Mortezâ Avini (1947-1993), photo issue du film documentaire Haqiqat, Revâyat-e Fath, Téhéran

Parmi les photographes, certains sont connus comme reporters, comme par exemple Mortezâ Avini dont une part importante du travail fut centrée sur la guerre Iran-Irak, comme c’est le cas également pour Jâssem Ghazbânpour. Kâveh Golestân est un très célèbre photojournaliste. Bârbad Golshiri, avec ses vidéos, installations et performances a exprimé clairement, à travers son œuvre, un désir de changement. Bahman Jalâli représente une mouvance qui déborde la photo et qui existe d’une autre manière en peinture ou en sculpture, dans une conjugaison et superposition de certains aspects de la culture et de l’histoire persanes comme la miniature ou les arts de l’époque qâdjâre.

Chez les peintres, un artiste comme Kâzem Chalipâ a beaucoup traité le thème de la révolution avec ses martyrs, avec la guerre Iran-Irak et des sujets liés à la religion. L’un des peintres majeurs présenté au Musée d’art moderne de la Ville de Paris sera sans doute Bahman Mohassess. Kourosh Shishehgarân est un artiste très coté et reconnu, présent dans les grandes ventes aux enchères qui font le marché de l’art au Moyen-Orient. Son œuvre est très graphique et elle est significative d’une tendance bien présente dans la peinture iranienne moderne.

Le cinéma iranien sera représenté par des figures notoires comme Bahman Kiârostami, Ebrâhim Golestân, Parviz Kimiavi et Khosrow Khorshidi, parmi d’autres.
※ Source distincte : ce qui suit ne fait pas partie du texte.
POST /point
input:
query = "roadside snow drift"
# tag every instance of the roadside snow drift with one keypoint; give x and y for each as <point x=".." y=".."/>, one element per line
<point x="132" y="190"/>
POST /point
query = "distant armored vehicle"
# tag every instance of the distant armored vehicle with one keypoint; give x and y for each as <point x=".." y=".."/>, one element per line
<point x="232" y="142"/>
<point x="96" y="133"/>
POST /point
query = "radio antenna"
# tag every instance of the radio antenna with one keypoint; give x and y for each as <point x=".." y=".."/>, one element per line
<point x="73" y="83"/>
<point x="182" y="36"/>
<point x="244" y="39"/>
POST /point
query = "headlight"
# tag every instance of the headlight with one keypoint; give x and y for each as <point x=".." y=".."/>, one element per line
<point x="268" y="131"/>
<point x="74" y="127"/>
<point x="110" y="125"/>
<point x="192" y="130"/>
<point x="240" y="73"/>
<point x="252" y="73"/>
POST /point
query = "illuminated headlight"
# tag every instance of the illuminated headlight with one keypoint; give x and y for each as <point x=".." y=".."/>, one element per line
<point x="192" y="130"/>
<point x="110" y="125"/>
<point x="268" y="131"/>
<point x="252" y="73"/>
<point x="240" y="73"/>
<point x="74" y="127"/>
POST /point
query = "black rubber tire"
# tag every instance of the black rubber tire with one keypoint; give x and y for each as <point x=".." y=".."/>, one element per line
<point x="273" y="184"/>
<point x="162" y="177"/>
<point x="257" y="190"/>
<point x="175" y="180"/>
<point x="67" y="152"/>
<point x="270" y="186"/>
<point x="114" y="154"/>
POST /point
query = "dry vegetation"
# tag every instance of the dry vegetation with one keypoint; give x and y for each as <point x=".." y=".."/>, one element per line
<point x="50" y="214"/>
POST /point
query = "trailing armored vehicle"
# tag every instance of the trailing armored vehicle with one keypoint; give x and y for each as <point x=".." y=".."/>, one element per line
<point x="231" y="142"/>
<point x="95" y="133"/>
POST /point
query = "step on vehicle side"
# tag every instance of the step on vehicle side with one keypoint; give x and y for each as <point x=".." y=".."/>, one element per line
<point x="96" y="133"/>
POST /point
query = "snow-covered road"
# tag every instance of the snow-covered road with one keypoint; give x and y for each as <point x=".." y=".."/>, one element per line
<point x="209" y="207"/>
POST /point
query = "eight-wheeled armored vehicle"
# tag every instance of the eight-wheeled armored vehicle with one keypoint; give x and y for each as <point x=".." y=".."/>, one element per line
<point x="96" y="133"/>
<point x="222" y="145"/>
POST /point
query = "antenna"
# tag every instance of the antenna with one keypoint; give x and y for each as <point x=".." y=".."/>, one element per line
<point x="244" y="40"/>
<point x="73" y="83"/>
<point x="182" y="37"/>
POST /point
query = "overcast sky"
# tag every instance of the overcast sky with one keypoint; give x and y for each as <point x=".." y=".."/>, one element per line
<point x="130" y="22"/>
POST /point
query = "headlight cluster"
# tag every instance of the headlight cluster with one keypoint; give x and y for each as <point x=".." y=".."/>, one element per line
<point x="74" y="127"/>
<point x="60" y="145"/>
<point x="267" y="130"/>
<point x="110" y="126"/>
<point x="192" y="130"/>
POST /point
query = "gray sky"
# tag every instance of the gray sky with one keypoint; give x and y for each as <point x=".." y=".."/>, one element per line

Bârbad Golshiri (né en 1982), Tombe sans titre, 2012, pochoir métallique et suie, collection de l’artiste

Une modernité, à distance des effets de mode

Le choix de Catherine David est donc celui d’une exposition un peu panoramique par la diversité des pratiques artistiques présentées et par cette traversée de plusieurs décennies. Ainsi, l’exposition à venir s’annonce comme une exposition plutôt éclectique où se côtoient certes des médium différents mais aussi des postures artistiques différentes, tant à l’égard de l’art lui-même qu’à l’égard des médium mis à l’œuvre. Ce à quoi s’ajoute le regard de chaque artiste, ce regard si important dans l’art iranien, en peinture, en photo ou au cinéma. Regard porté par l’artiste sur la société dans laquelle il se meut, dans des périodes souvent compliquées pour l’art. Et pour les artistes.

Reste à voir cette exposition et à découvrir les œuvres accrochées dans ce musée. Toujours est-il que cette exposition trouve judicieusement sa place à un moment où beaucoup de choses semblent bouger en Iran.